Financial services

Zahra Foundation to expand financial services for victims of domestic violence nationwide

A South Australian foundation tackling domestic violence will receive $5.5 million from the federal government to expand its services nationwide.

The funding will help the Zahra Foundation provide free, confidential financial advice over the phone and online to victims and survivors across Australia, a service it currently provides in South Australia.

Women’s Safety Minister Anne Ruston said the foundation would partner with existing services to offer a referral-based service.

“The first thing we need to do now that we have this money is to sit down with the Zahra Foundation and make sure we build a national framework,” she said.

“We will work with other organizations like 1800 Respect and the National Debt Helpline to ensure that this referral service is designed to be ready to respond immediately and appropriately to women seeking support.”

Anne Ruston says the funding will enable the service to be provided to tens of thousands of women across Australia.(ABC News)

Zahra Foundation chief executive Kelly-Ann Tansley said she expects the service to be up and running in the next fiscal year.

Ms Tansley said the foundation had helped more than 1,000 women over the past seven years to become “economically independent and recover from domestic and family violence”.

Ms Tansley said the low-key nature of telephone and online services “opens the door for more women across Australia to access this kind of support”, particularly women in the regions.

The Zahra Foundation was established in honor of Zahra Abrahimzadeh, who was killed by her ex-husband in 2010, and aims to address the financial abuse and disadvantage suffered by women due to domestic violence.

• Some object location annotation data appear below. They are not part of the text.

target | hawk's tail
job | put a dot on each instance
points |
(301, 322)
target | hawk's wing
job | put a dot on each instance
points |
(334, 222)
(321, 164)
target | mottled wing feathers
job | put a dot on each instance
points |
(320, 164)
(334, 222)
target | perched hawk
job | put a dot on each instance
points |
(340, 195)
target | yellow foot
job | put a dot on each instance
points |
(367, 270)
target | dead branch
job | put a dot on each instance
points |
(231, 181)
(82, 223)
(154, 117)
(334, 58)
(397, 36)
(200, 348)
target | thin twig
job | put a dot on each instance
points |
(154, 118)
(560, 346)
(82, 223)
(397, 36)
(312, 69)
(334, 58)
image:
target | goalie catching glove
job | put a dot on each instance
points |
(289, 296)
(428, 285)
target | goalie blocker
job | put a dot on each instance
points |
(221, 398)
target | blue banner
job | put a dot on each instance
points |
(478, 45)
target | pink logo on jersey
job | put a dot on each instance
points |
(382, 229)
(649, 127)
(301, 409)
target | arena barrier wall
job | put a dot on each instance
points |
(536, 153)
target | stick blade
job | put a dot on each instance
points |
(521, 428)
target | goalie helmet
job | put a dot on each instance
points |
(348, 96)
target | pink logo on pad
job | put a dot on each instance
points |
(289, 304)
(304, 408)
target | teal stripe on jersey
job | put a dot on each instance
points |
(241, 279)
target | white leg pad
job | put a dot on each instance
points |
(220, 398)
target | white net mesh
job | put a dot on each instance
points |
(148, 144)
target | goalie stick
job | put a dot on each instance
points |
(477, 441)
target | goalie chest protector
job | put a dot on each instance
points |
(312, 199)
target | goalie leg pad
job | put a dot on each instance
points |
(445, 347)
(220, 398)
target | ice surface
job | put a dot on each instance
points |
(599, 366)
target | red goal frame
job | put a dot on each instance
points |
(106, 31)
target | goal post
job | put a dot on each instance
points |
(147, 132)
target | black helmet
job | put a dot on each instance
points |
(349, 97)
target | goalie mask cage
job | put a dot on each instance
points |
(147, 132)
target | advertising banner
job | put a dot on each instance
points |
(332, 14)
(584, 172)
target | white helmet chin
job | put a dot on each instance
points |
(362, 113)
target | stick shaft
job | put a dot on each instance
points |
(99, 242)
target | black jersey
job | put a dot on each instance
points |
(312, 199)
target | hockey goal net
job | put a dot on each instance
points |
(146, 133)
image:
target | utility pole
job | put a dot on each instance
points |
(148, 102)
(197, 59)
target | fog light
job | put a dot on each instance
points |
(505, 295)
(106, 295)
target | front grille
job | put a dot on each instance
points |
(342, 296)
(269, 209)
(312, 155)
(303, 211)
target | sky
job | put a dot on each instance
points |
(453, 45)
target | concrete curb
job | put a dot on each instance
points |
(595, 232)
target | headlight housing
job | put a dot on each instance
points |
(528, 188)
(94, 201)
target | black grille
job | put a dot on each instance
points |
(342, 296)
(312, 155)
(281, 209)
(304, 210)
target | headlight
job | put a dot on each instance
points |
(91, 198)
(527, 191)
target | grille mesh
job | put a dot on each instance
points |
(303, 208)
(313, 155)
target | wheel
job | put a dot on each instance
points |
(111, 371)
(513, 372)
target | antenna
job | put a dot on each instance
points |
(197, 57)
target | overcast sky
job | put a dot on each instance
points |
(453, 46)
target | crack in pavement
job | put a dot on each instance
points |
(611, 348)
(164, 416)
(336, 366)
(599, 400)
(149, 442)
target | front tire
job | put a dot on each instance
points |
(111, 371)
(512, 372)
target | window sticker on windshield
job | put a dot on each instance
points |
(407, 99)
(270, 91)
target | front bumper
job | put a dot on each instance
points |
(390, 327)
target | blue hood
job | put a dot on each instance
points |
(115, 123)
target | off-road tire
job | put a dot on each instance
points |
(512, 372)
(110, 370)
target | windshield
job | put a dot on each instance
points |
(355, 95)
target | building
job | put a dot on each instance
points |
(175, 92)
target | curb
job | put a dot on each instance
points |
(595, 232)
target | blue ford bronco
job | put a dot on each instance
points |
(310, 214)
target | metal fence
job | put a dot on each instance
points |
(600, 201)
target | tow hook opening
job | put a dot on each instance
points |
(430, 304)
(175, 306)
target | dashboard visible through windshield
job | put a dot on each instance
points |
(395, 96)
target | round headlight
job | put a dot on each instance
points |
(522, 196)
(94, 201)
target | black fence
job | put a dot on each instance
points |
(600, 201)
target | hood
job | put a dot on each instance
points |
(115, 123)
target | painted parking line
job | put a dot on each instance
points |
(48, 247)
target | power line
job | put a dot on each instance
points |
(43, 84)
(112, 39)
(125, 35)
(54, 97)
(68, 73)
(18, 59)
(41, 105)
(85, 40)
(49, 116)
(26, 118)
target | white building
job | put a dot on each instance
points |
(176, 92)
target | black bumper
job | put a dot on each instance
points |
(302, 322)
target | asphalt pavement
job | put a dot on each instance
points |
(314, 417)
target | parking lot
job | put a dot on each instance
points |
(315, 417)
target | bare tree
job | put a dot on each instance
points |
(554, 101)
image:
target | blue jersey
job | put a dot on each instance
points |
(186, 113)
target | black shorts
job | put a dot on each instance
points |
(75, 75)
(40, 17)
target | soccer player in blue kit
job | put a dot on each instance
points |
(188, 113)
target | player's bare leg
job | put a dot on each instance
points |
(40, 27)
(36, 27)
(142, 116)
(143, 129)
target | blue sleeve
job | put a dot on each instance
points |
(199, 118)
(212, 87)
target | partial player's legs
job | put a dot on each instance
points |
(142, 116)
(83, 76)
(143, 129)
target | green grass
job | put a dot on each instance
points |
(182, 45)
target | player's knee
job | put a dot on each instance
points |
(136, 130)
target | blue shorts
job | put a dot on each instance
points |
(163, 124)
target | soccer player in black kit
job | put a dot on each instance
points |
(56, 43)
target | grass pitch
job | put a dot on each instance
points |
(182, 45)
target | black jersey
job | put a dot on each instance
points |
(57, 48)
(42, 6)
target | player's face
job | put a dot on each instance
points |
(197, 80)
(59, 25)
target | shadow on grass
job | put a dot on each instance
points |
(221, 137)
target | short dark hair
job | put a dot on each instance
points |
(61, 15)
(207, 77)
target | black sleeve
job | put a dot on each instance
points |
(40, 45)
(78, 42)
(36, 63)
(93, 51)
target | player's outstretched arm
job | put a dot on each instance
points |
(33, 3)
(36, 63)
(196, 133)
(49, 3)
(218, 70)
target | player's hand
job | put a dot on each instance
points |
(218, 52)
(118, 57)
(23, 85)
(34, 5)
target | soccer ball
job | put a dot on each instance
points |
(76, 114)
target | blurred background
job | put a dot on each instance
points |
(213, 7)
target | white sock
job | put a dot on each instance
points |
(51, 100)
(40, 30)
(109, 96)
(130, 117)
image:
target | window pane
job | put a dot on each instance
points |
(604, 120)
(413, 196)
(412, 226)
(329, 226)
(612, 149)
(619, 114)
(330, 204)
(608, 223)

Portrait of South Australian man Arman Abrahimzadeh.
Arman Abrahimzadeh co-founded the Zahra Foundation in honor of his mother.(ABC News: Sarah Hancock)

Zahra Foundation co-founder Arman Abrahimzadeh said 13 years ago that his mother and siblings faced poverty, homelessness and isolation when they had ” no choice but to flee our family home”.

“When it came to creating the foundation in 2015, we decided to focus on financial empowerment because we experienced it ourselves,” he said.

“And we know that to this day, women are fleeing abusive environments, having no control over their finances and having their independence taken away.”